BOONEVILLE — Applications are being taken here until July 1 for the executive director position with the Prentiss County Development Association (PCDA). It’s been vacant since the untimely death of Doug “Moose” Mansell in April. A search committee of five PCDA members was appointed to fill the vacancy.
As the only person to hold the top job since the association was formed in 1973, Mansell is closely identified with the county’s development, and members say replacing him is no easy task.
The organization’s charter president, former State Sen. Charles Walden, said, “Obviously, it will be hard to fill Doug’s shoes. The job molded around him, and we let him unfold in the position. He was not interested in leaving for any other job or place.”
Walden says the committee hopes to find an executive director who, like Mansell, will have a committed, personal interest in Prentiss County. He feels it may be hard to find that level of commitment.
“Because we wanted confidentiality, applications are going to a post office box, and we will not know who has applied until the committee gets together after July 1,” he said.
Another search committee member, John Haynes, said, “We are looking for someone who can sell Prentiss County and has the ability to communicate inside and outside the county. That person can not be isolated.” Haynes, the president of Farmers & Merchants Bank in Baldwyn, believes the new executive director must be aggressive and work on a regional basis.
Mansell, Haynes pointed out, was instrumental in establishing two industrial parks in the county, one in Booneville and one in Baldwyn, which is partially in Lee County. The late executive director had most recently been successful in bringing the new $3-million Flexible Foam plant to Baldwyn employing 60 people. He said Mansell was involved with the furniture industry on a national level.

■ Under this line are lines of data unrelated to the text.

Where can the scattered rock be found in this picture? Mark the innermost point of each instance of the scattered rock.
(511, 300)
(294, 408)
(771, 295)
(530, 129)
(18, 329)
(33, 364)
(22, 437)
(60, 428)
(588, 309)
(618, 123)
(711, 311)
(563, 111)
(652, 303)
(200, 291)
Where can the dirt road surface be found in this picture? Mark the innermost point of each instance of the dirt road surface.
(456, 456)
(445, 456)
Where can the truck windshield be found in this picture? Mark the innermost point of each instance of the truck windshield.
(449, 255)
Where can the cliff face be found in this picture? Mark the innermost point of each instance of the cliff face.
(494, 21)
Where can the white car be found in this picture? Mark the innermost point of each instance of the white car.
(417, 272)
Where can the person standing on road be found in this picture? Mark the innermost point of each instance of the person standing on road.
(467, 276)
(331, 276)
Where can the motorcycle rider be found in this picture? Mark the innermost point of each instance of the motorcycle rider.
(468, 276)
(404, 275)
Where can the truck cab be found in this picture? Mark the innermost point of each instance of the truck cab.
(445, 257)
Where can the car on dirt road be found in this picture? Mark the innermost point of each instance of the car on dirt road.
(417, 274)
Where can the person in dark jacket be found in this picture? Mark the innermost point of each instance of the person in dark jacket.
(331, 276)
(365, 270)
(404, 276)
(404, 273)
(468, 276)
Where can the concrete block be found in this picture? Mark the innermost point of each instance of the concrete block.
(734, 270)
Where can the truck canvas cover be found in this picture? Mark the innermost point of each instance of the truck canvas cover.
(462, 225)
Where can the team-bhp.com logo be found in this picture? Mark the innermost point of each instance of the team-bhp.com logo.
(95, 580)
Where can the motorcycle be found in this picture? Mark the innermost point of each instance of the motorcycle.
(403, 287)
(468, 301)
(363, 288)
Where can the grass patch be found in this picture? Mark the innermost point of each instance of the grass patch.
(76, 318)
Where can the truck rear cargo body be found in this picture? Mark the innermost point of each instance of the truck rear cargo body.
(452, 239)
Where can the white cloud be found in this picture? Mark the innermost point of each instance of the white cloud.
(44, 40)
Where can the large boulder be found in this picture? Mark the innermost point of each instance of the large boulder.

Other committee members include Judy Ramey, Travis Childers and Ronny Rowland. The basic function of the PCDA’s executive director is to perform as the chief operating and administrative officer of the association.
The job description’s scope states that he/she should possess the courage, experience, vision, leadership skills, integrity and determination necessary to create dynamic opportunities for Prentiss County. Those are words that many here would say described Mansell who was 57 and one of the longest-serving economic development leaders in the state.
Shortly after Mansell’s death, Mississippi House of Representatives Speaker Billy McCoy told the Northeast Mississippi Daily Journal,
“There was absolutely no economic development or government project of any tangible nature that he wasn’t involved in with me, whether I was taking a lead role or a small part.”
Plans for the 1987 Four-Lane Highway program started in a meeting in Mansell’s office, McCoy said.
Marshall Dickerson, PCDA board of directors president, said Mansell did an outstanding job and left a strong example for those in the foundation to follow. “Doug was always excited about what he was doing and he was very knowledgeable,” he added.
Northeast Mississippi Community College public information director Barbara Shackelford, said, “Moose was a very valuable part of our community. We’re going to miss him for a lot of reasons.”
The whole county owes a debt of gratitude to Mansell, said PCDA search committee member and Prentiss County chancery clerk Travis Childers.
“Under his direction and guidance, we saw a lot of growth in our county,” he said.
Susan Lambert, Mansell’s executive assistant, worked with him for 18 years and said there’s no way to list all he did. “He did not take credit for what he did,” she said, “but stepped aside and let others have it.”
Mansell was a native of Tishomingo County and received a bachelor’s degree in industrial technology from Mississippi State University. He served in the U.S. Air Force during the Vietnam War. His development career began with the Northeast Planning and Development District where he worked with industrial site locations.
When he came to Prentiss County as the PCDA’s first executive director, there were only six industries employing 900 people in textile and shoe production. Since that time, the industrial base has grown to 32 companies that employ more than 3,500 people.
The PCDA’s goal as pursued by Mansell was to solicit diversity of employment opportunities for the county’s workforce. He was working on a speech that was found on his desk that stated that he felt that goal has been reached as now the county has people working in the furniture, plastics, food processing, metal trade and automotive industries. Included among those industries are three Fortune 500 companies — Caterpillar, Parker Hannifin and Leggett & Platt. During this time, Site Selection magazine named Booneville one of the top 100 industrial sites in America.
Prentiss County, population 25,556, fared well in a comparison study with other Mississippi counties of similar size that was conducted by Mansell. As of December 2003, there were 3,510 manufacturing jobs and an unemployment rate of 4.5%. In 2002, the average weekly wage was $455 and in 64.9% of the population were high school graduates, he found. Mansell’s notes clearly indicated his enthusiasm and dedication to the county. “The Prentiss County Development Association will continue to solicit employment opportunities for our workforce,” he wrote.
“Industrial development within a community does not happen by accident. Only through the efforts of community leaders and strong financial support of any active development program can economic prosperity prevail.”